The worst ramifications of this defeat may not survive the new year but Gordon may have sustained a crippling hit:
i) he has lost, temporarily at least his reputation for strength which so boosted his ratings compared with Cameron.
ii) Cameron has leapt in with confident sounding certainties. They are based mostly on supposition of course but every opposition has to have ready and waiting to unroll and he has done so adroitly.
iii) Brown has lost his reputation for being decisive and for getting things right.
iv) He tried to blame his advisers- Balls and Miliband were the most gung ho for the plan- but everyone knows he deliberately let talk of an election continue until it seemed imminent. It was his call and he must take the blame he could not bring himself to admit to Andrew Marr this morning.

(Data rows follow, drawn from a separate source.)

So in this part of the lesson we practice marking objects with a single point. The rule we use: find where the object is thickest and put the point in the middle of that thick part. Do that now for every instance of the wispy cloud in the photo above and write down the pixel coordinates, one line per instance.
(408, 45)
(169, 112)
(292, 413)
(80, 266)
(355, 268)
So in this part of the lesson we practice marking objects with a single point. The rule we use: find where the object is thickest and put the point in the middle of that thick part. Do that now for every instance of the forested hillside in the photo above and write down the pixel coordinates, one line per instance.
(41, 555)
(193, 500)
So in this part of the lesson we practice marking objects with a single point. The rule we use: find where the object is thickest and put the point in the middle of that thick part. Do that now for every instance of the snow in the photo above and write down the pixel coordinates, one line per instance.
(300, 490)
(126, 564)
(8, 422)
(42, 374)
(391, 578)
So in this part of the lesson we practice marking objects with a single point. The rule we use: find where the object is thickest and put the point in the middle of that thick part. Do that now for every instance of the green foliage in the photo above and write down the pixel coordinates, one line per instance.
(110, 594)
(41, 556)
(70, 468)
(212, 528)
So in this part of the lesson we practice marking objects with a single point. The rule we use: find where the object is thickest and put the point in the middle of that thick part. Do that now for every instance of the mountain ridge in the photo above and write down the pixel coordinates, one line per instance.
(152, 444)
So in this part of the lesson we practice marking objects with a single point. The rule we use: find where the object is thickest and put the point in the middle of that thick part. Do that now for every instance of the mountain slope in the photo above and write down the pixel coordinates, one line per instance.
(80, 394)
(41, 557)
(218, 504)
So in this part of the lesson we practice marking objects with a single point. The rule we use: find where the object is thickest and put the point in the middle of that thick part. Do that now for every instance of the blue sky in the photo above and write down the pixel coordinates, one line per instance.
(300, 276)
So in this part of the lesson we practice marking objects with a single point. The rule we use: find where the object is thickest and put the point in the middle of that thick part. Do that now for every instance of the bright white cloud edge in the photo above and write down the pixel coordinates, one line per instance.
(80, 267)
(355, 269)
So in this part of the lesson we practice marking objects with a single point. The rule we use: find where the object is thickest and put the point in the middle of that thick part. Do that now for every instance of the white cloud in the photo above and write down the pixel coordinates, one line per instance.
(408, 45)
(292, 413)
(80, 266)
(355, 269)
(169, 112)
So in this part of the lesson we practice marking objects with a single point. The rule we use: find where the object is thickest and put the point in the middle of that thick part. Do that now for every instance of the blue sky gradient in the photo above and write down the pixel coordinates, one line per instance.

v) Having declined to fight George Robertson in 1978, to stand for the party leadership in 1992 and take on Blair in 1994, Brown's reputation for 'bottling it' has been possibly sealed for ever.
v) the next election is nor definitely off for spring 2008 and we must wait for the long haul in 2009, or even later if, as we are told is likely to happen, things go pear-shaped with the economy.
vi)The Tories already have posted leads in a number of newspapers, much to the glee of the right-wing press. It'll be while before they change and will help Cameron immensely as he ploughs his 'liberal Tory' furrow.
vii)instead of 'finishing off' Cameron's project, he has reinvigorated it mightily and handed the political initiative to the Opposition until such uncertain time it can be wrested back.
These are not the actions of a leader.